The History of the Sunbeam Tiger
Well versed in making British sports cars work on the track, Doane Spencer attacked the Tiger project with his usual precision, planning and careful execution of details. The Santa Barbara Road Race in 1965 was the car's first race, and first win in Class
B, driven by Jim Adams. Later that year Flying Tigers Airlines flew the race car to Mosport in Ontario, Canada. Adams led wire to wire in front of a packed house, leading the second place GT350 by 3 seconds at the end of the race. Season end saw the Hollywood Sports Car entry being taken out by a Corvette (darn bowties!) at the American Road Race of Champions at Daytona. Rootes was very unhappy about the loss of the season championship, and the wrecked racer was sold for $5,000.00
at season's end. By 1967 the SCCA had reclassed Tigers into C production. In addition, Tigers were no longer allowed to use LAT options and the cars were no longer as competitive.
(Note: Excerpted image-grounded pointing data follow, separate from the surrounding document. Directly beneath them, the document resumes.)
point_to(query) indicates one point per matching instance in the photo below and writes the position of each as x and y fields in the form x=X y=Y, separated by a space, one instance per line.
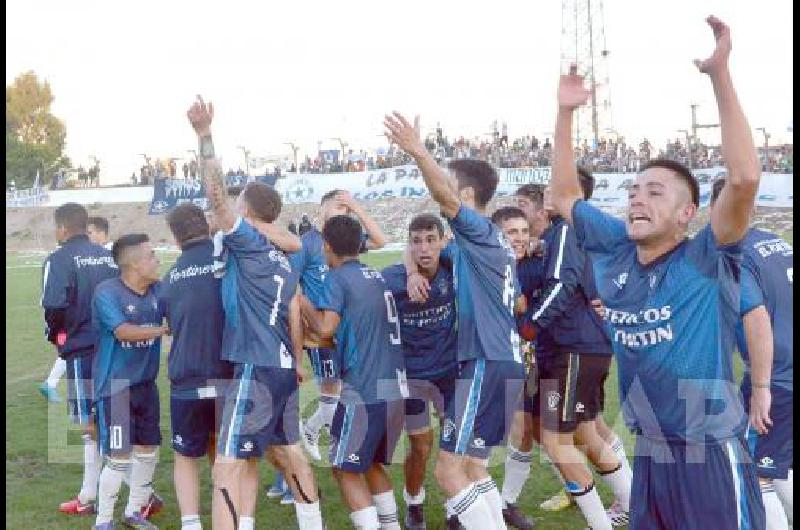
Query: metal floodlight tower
x=583 y=42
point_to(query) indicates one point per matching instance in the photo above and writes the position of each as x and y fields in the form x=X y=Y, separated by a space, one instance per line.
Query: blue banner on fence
x=169 y=193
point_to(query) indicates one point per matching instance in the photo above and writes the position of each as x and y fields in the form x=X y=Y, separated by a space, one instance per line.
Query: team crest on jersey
x=553 y=398
x=448 y=429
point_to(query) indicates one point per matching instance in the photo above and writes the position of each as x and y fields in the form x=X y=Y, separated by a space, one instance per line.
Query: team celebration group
x=500 y=325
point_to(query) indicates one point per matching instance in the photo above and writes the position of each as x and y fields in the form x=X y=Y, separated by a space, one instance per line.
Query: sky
x=124 y=73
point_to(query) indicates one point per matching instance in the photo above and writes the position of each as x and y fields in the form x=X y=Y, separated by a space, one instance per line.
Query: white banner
x=611 y=189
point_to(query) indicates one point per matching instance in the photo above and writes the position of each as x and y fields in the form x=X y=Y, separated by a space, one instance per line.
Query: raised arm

Obviously, Tiger and Shelby deserved to be uttered in the same breath. The cars were successful as racers, especially considering the limited funding and development resources allotted to them. On the street, they provided unmatched fun for the price. Sunbeam built 7,085 Tigers. The Alpine, which shares the Tiger's body shell, was built in the tens of thousands. Therefore, there is still a good availability of parts and cars to buy.
Which Tiger to buy? The first 3,763 are known as Mark I cars, and had VIN numbers starting with B947XXXX. Mark I's feature 260 V8 engines, Ford top loader transmissions, round corners on the doors, hood and trunk, metal convertible top covers and lead filled body seams. Prices currently run in the neighborhood of $5,000.00 to $20,000.00, depending on options and condition. The 2,706 Mark IA cars had 260's also, and VIN numbers starting with B382XXXXXX. They came with
square cornered doors, soft vinyl convertible top boots, fresh air ventilation and unfilled body seams. They cost around $5,000.00 more than a comparable Mark I. The last cars are known as Mark II Tigers, which number only 536 of the total 7,085 Tigers built. Their VIN numbers start with B382100XXX. Mark II cars came stock with 289 c.i. V8s, all the revisions of the Mark IAs, plus a new eggcrate grill. The chrome side trim and Tiger emblem were removed, replaced by stainless steel
fenderwell molding. Mark II Tigers cost another $5,000.00 beyond Mark IA prices, but may go for even more, as they were the most refined, featured the 289, and were built in the smallest numbers. Mark IA cars are seen as the favorite of many because of greater availability, and more refinement over the first series. Mark I cars were the most affordable, and the most available. Many people prefer the look of the hard metal convertible top cover and the appearance of the leaded body seams.
These prices are expected to rise, considering how collectible Tigers are becoming in the marketplace.
When purchasing a Tiger, watch out for conversions. The vast number of cheap, available Alpines in the '70s caused dishonest people to convert Alpines into Tigers. These fakes are sometimes easy to spot, sometimes not. There now exists The International Registry of Sunbeam Tigers," originally founded by George Fallehy, and now operated by Norm Miller. This registry includes information on each Tiger by VIN #, and current ownership status (if available). The Sunbeam Tiger Owners Association (STOA) is now inspecting Tigers through their Tiger Authentication Committee. This process involves carefully examining the body shell for tell-tale Tiger only assembly techniques. Once a car is verified as a Tiger, a non-removable permanent registration sticker is affixed to the car's body shell in an unobtrusive spot.